H1B fees and legal expenses are not cheap, nor is paying international relocation expenses for a candidate and his/her family, so we're certainly not saving money by hiring H1B's.

You just described the alternative of paying enough to make your total package competitive as being too expensive. It sounds like you're saving money by that any reasonable definition, even after the government and lawyers take their share. If it wasn't cheaper than raising your pay rates, you wouldn't be doing it.

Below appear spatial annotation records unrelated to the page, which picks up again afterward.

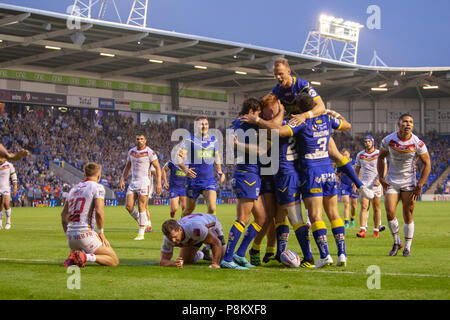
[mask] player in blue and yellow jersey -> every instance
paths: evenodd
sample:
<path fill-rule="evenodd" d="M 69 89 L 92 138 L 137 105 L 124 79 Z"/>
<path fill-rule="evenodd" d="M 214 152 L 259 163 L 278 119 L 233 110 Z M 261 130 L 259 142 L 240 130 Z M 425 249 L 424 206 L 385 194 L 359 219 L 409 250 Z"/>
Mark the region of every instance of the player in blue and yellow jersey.
<path fill-rule="evenodd" d="M 169 182 L 167 172 L 170 172 Z M 169 160 L 162 169 L 162 179 L 163 187 L 170 194 L 170 217 L 174 218 L 180 204 L 182 211 L 186 208 L 186 173 L 173 160 Z"/>
<path fill-rule="evenodd" d="M 355 166 L 355 161 L 350 157 L 350 151 L 342 149 L 342 154 L 350 160 L 352 166 Z M 336 174 L 339 178 L 339 187 L 341 192 L 342 204 L 344 205 L 344 223 L 345 228 L 355 226 L 356 203 L 358 193 L 356 186 L 350 178 L 342 172 L 341 168 L 336 169 Z"/>
<path fill-rule="evenodd" d="M 214 168 L 220 176 L 220 183 L 225 181 L 225 174 L 222 172 L 218 140 L 208 135 L 208 130 L 208 119 L 197 118 L 194 123 L 194 134 L 183 141 L 180 156 L 176 161 L 187 175 L 187 201 L 183 216 L 194 211 L 200 194 L 205 198 L 207 213 L 216 214 L 217 193 Z"/>
<path fill-rule="evenodd" d="M 306 119 L 326 113 L 325 104 L 318 92 L 308 81 L 294 77 L 291 74 L 291 68 L 287 59 L 281 58 L 276 60 L 273 67 L 273 73 L 278 84 L 272 89 L 272 93 L 280 99 L 288 114 L 291 114 L 292 110 L 297 112 L 297 107 L 294 102 L 298 95 L 305 93 L 313 99 L 313 107 L 307 112 L 301 112 L 300 114 L 294 115 L 294 119 L 291 120 L 292 125 L 299 125 Z M 374 196 L 373 192 L 364 186 L 358 178 L 358 175 L 351 163 L 349 163 L 349 160 L 337 149 L 333 138 L 330 138 L 328 143 L 330 158 L 336 162 L 337 167 L 340 167 L 341 171 L 347 174 L 362 194 L 367 196 L 368 199 L 372 199 Z"/>
<path fill-rule="evenodd" d="M 268 94 L 262 99 L 263 108 L 277 105 L 283 110 L 280 101 L 274 94 Z M 281 108 L 280 108 L 281 107 Z M 251 117 L 244 117 L 249 120 Z M 283 120 L 281 125 L 287 125 L 288 119 Z M 259 121 L 258 121 L 259 122 Z M 266 123 L 266 122 L 264 122 Z M 261 122 L 260 126 L 266 128 Z M 310 249 L 309 230 L 306 220 L 302 216 L 302 207 L 300 202 L 300 180 L 296 168 L 297 150 L 296 139 L 293 136 L 284 136 L 279 138 L 279 168 L 274 173 L 275 195 L 279 204 L 279 210 L 275 217 L 275 230 L 277 237 L 276 259 L 287 248 L 287 240 L 289 237 L 289 225 L 286 222 L 288 217 L 291 226 L 294 228 L 300 248 L 303 252 L 303 261 L 301 266 L 304 268 L 314 267 L 314 259 Z M 273 142 L 275 143 L 275 142 Z"/>
<path fill-rule="evenodd" d="M 248 98 L 242 104 L 240 116 L 245 114 L 259 114 L 261 103 L 256 98 Z M 261 180 L 259 176 L 258 157 L 267 151 L 267 143 L 258 141 L 258 127 L 243 122 L 241 118 L 233 121 L 231 128 L 234 130 L 234 143 L 237 149 L 236 168 L 233 173 L 232 186 L 237 196 L 236 220 L 228 235 L 225 255 L 221 262 L 222 268 L 247 269 L 254 267 L 245 258 L 247 248 L 266 220 L 266 213 L 260 196 Z M 252 222 L 235 253 L 235 248 L 241 238 L 244 229 Z"/>
<path fill-rule="evenodd" d="M 295 104 L 299 112 L 308 112 L 314 106 L 314 101 L 309 94 L 304 93 L 295 98 Z M 266 124 L 262 120 L 256 121 L 260 126 Z M 327 229 L 322 220 L 322 207 L 331 221 L 338 247 L 337 265 L 344 266 L 347 262 L 345 228 L 337 207 L 337 181 L 328 155 L 328 142 L 332 129 L 345 131 L 350 127 L 350 123 L 342 116 L 336 119 L 327 114 L 308 119 L 298 126 L 289 123 L 279 128 L 280 138 L 290 136 L 296 138 L 300 190 L 311 220 L 314 240 L 320 252 L 317 268 L 333 263 L 328 251 Z"/>

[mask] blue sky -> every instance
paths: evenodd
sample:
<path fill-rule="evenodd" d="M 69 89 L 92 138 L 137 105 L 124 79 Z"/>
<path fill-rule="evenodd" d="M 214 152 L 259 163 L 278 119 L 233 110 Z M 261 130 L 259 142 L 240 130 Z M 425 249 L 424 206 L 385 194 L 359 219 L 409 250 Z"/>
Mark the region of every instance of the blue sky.
<path fill-rule="evenodd" d="M 3 0 L 65 13 L 73 0 Z M 110 1 L 111 2 L 111 1 Z M 116 0 L 126 20 L 132 0 Z M 366 22 L 380 8 L 380 29 Z M 321 13 L 363 24 L 358 63 L 373 51 L 392 67 L 450 66 L 449 0 L 149 0 L 147 26 L 281 50 L 301 52 Z M 112 4 L 106 19 L 118 21 Z"/>

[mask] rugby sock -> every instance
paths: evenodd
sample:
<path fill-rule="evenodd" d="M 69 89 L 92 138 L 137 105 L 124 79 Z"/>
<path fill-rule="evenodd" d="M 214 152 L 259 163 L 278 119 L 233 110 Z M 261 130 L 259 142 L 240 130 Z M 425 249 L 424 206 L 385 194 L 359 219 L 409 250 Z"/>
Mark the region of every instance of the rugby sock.
<path fill-rule="evenodd" d="M 316 241 L 317 248 L 319 248 L 320 259 L 325 259 L 330 252 L 328 251 L 327 242 L 327 226 L 323 221 L 316 221 L 311 225 L 314 240 Z"/>
<path fill-rule="evenodd" d="M 252 222 L 251 225 L 248 226 L 244 239 L 242 239 L 241 245 L 239 246 L 236 254 L 240 257 L 245 257 L 245 253 L 247 252 L 248 246 L 252 243 L 253 239 L 256 237 L 258 232 L 260 232 L 262 227 L 256 222 Z"/>
<path fill-rule="evenodd" d="M 145 234 L 145 226 L 147 224 L 147 213 L 144 212 L 139 212 L 139 233 L 138 235 L 143 236 Z"/>
<path fill-rule="evenodd" d="M 245 229 L 245 225 L 240 221 L 236 220 L 230 229 L 228 234 L 227 248 L 225 249 L 225 255 L 223 260 L 227 262 L 233 261 L 234 249 L 236 248 L 239 239 L 241 238 L 242 232 Z"/>
<path fill-rule="evenodd" d="M 309 229 L 306 224 L 299 222 L 294 227 L 295 236 L 302 249 L 304 259 L 312 259 L 311 245 L 309 241 Z"/>
<path fill-rule="evenodd" d="M 352 163 L 347 157 L 343 157 L 340 162 L 336 162 L 336 165 L 350 178 L 350 180 L 352 180 L 358 189 L 363 185 L 361 180 L 359 180 Z"/>
<path fill-rule="evenodd" d="M 391 234 L 394 237 L 394 243 L 395 244 L 401 244 L 401 240 L 400 240 L 400 236 L 398 234 L 398 220 L 397 218 L 395 218 L 392 221 L 388 221 L 388 226 L 389 226 L 389 230 L 391 230 Z"/>
<path fill-rule="evenodd" d="M 139 223 L 139 211 L 136 208 L 133 208 L 133 211 L 130 212 L 130 216 Z"/>
<path fill-rule="evenodd" d="M 11 224 L 11 208 L 5 210 L 6 213 L 6 224 Z"/>
<path fill-rule="evenodd" d="M 414 236 L 414 221 L 410 224 L 403 225 L 403 233 L 405 234 L 405 249 L 411 251 L 412 238 Z"/>
<path fill-rule="evenodd" d="M 331 221 L 331 231 L 333 232 L 336 246 L 338 248 L 338 256 L 341 254 L 347 255 L 345 252 L 345 227 L 342 219 Z"/>
<path fill-rule="evenodd" d="M 95 262 L 97 257 L 93 253 L 86 253 L 86 262 Z"/>
<path fill-rule="evenodd" d="M 277 223 L 275 225 L 275 232 L 277 234 L 277 253 L 279 257 L 283 251 L 286 250 L 287 241 L 289 238 L 289 225 L 287 222 Z"/>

That being said, I'm willing to grant that a company that hires PhD level people is much more likely to run into a real hard limit when it comes to finding subject matter experts, and they're the types of operations that the H1B system is supposed to work for on paper. If we did the sensible thing and auctioned off H1B slots and allowed them to be resold on an open market, those are probably the types of companies that would buy them.

Submission + - LG G4 And Qualcomm's Snapdragon 808 Benchmarked (hothardware.com)

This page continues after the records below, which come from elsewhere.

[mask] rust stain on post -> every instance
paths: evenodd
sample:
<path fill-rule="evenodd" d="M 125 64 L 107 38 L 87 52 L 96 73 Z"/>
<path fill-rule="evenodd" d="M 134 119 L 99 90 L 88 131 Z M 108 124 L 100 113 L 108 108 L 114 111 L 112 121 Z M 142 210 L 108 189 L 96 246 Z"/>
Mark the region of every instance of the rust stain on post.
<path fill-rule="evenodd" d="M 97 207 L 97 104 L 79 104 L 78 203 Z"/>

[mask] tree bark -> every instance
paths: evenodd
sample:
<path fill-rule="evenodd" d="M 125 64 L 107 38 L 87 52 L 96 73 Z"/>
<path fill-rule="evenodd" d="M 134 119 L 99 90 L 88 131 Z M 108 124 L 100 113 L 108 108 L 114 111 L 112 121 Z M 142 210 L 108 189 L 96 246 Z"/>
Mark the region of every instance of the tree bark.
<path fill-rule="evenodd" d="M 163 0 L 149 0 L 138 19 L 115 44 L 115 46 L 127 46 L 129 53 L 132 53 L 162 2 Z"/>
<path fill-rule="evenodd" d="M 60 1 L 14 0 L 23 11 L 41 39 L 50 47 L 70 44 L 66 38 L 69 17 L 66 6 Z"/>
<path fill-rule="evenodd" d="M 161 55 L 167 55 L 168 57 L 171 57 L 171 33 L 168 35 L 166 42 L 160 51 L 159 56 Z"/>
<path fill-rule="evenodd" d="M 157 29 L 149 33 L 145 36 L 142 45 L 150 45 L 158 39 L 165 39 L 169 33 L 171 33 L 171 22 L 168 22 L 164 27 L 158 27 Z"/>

MojoKid writes: LG officially lifted the veil on its new G4 flagship Android phone this week and the buzz has been fairly strong. LG's display prowess is well known, along with their ability to pack a ton of screen real estate into a smaller frame with very little bezel, as they did with the previous generation G3. However, what's under the hood of the new LG G4 is probably just as interesting as the build quality and display, for some. On board the LG G4 is a Qualcomm Snapdragon 808, the six-core little brother of the powerful and power-hungry Snapdragon 810 that's found in HTC's One M9. The One M9 is currently one of the fastest Android handsets out there, but its battery life suffers as a result. So with a six-core Snapdragon and a slightly tamer Adreno 418 graphics engine on board, but also with 3GB of RAM, it's interesting to see where the G4 lands performance-wise. It's basically somewhere between the HTC One M9 (Snapdragon 810) and the Snapdragon 805 in the Nexus 6 in CPU bound workloads, besting even the iPhone 6, but much more middle of the pack in terms of graphics and gaming.

Comment Minimum age of 21 (Score 1) 193

That always gets me. At 17, you're old enough to enlist in the military, be issued deadly weapons and get shipped over seas to enforce U.S. foreign policy, which may involve killing lots and lots of people.

"What's that you say? You want to be an Uber driver and have a beer when you get home? Sorry, son, you're just not mature enough for that."